The coast of Lower Saxony in northern Germany, where the River Elbe flows into the North Sea, is a forest of steel and aluminium providing one of the most valuable resources of our age: clean, renewable energy.
These offshore windfarms generate a significant part of the country’s energy, along with solar and hydroelectric power.
The country is coming very close to achieving the European Union’s target of 20 percent clean energy by 2020, and windfarms are also helping it to reach the much more ambitious goal of total independence from fossil fuel by 2050.
Germany should be able to achieve this, thanks to a farsighted investment plan begun long ago, and an enviable store of know how accumulated by some of the giants in the sector.
One of these is Adwen, which designs, builds and installs turbines and rotors, and maintains many of the numerous North Sea windfarms near the mouth of the Elbe.
Last year, together with another company, LM Wind, Adwen built the world’s biggest turbine blade. It is 88 metres long, and designed for the new generation of 8-megawatt turbines, which have a rotor diameter of 180 metres.
Until last year, Adwen had two sites on the Elbe: one in Bremerhaven to construct the turbines, and one in Stade, Adwen Blades GmbH, which makes the huge rotors.
This year it has moved all production to Bremerhaven, using Stade to store and ship the turbines, since its position at the mouth of the Elbe makes it conveniently positioned for the offshore farms.
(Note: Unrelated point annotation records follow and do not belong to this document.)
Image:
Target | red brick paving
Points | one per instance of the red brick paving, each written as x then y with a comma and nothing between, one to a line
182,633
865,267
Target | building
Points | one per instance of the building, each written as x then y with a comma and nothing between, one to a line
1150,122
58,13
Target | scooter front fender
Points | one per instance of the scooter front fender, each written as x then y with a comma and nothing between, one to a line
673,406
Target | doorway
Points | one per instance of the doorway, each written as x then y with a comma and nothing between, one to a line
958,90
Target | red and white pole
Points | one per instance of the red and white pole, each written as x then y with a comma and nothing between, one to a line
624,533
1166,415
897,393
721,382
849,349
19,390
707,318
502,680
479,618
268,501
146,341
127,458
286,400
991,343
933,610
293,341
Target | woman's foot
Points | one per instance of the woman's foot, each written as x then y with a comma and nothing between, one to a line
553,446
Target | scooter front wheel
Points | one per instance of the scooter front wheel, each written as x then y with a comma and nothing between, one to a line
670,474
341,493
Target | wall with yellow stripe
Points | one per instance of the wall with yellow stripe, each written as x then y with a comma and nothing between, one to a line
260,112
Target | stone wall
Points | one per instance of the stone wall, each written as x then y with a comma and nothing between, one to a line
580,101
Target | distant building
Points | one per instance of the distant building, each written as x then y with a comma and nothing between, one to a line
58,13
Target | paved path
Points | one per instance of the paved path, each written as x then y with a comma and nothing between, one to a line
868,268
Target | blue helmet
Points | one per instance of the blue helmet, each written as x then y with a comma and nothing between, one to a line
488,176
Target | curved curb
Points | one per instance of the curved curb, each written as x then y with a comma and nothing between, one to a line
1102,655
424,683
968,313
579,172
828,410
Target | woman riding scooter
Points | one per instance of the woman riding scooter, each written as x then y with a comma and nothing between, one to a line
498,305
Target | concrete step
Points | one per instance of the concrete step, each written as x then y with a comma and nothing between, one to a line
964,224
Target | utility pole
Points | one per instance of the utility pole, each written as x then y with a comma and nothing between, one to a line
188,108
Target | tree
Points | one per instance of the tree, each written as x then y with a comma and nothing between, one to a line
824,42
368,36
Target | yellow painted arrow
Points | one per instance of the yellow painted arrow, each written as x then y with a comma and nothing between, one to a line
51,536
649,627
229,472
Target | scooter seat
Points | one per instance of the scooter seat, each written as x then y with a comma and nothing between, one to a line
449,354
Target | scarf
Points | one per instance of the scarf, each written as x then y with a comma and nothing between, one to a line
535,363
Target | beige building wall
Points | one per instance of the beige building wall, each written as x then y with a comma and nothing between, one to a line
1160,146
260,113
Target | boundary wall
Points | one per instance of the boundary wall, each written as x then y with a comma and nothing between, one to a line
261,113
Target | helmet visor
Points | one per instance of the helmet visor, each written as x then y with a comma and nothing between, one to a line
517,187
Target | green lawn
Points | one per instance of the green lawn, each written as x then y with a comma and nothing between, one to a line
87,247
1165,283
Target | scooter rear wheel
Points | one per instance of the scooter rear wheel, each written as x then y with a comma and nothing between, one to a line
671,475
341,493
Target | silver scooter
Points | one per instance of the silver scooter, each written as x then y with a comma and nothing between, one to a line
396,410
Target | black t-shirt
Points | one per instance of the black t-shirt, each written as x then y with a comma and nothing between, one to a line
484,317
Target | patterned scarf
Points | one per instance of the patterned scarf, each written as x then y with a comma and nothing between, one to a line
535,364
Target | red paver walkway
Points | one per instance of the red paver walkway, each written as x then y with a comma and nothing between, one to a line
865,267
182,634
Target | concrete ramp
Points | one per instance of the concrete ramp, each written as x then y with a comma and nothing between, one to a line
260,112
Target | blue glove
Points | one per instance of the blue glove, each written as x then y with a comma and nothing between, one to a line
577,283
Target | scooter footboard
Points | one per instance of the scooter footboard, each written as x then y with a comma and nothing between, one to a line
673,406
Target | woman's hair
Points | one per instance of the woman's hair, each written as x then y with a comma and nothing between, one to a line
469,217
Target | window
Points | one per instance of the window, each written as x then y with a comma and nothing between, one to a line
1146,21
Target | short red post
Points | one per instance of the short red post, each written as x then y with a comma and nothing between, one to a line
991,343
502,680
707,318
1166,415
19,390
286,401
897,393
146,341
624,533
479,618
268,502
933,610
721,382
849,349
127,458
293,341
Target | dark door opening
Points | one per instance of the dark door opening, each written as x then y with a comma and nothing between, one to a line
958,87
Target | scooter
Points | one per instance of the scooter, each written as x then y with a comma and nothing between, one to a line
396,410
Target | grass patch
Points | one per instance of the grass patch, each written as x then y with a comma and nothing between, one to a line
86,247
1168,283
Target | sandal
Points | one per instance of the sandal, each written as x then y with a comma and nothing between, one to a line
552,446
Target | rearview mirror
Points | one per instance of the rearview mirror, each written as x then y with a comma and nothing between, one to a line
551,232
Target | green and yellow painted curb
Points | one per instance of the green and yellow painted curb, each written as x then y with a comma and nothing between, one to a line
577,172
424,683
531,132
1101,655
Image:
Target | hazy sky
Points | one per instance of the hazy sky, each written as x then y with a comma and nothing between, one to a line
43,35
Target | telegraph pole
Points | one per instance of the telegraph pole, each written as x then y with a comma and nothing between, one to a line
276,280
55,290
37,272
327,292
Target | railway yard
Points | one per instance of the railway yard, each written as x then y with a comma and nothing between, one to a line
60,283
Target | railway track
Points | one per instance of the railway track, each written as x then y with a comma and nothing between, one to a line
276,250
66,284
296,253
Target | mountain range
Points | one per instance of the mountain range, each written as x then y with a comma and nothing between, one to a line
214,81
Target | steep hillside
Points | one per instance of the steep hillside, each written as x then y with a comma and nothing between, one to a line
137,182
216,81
It uses ships to transport the rotors and other components used to maintain the existing twenty-one farms and build four more planned by the federal government over the next few years.
The blade of a turbine rotor is like the wing of a plane: light, flexible, but very large, unwieldy, and easily damaged.
At Stade, the blades are stored on a large area of open land until they are ready to be transported to the ship.
Handling them requires exceptional lifting capacity, fluid and precise movements, power, and offroad mobility.
For these reasons, Adwen rented several Hercules 201.10s from Dieci resellers Arbor AG and Febauma. They were exactly what it needed, using state-of-the-art hydraulic technology to combine power with precision, and featuring electronic load sensing and flow sharing and pedal-controlled inching, which allows the machine to move slowly even with the engine at full revs.
The Hercules is ideal for the delicate task of securing and lifting the blades by their centre of gravity. One small bump, tilt or fall could send tens of thousands of euros’ worth of polymers, aluminium, and high technology tumbling into the river. Thanks to hydrostatic transmission, and a central third differential that compensates for rolling differences between the front and back wheels, the Hercules transports the huge blades from the storage area across rough terrain to the embarkation point, resting them on saddles until they are loaded onto the ship.
The Hercules may be an iron fist in a velvet glove, but it also has a warm heart.
On cold winter mornings, when an incessant, biting wind blows in from the Baltic, operators appreciate the heat and comfort of its cabin.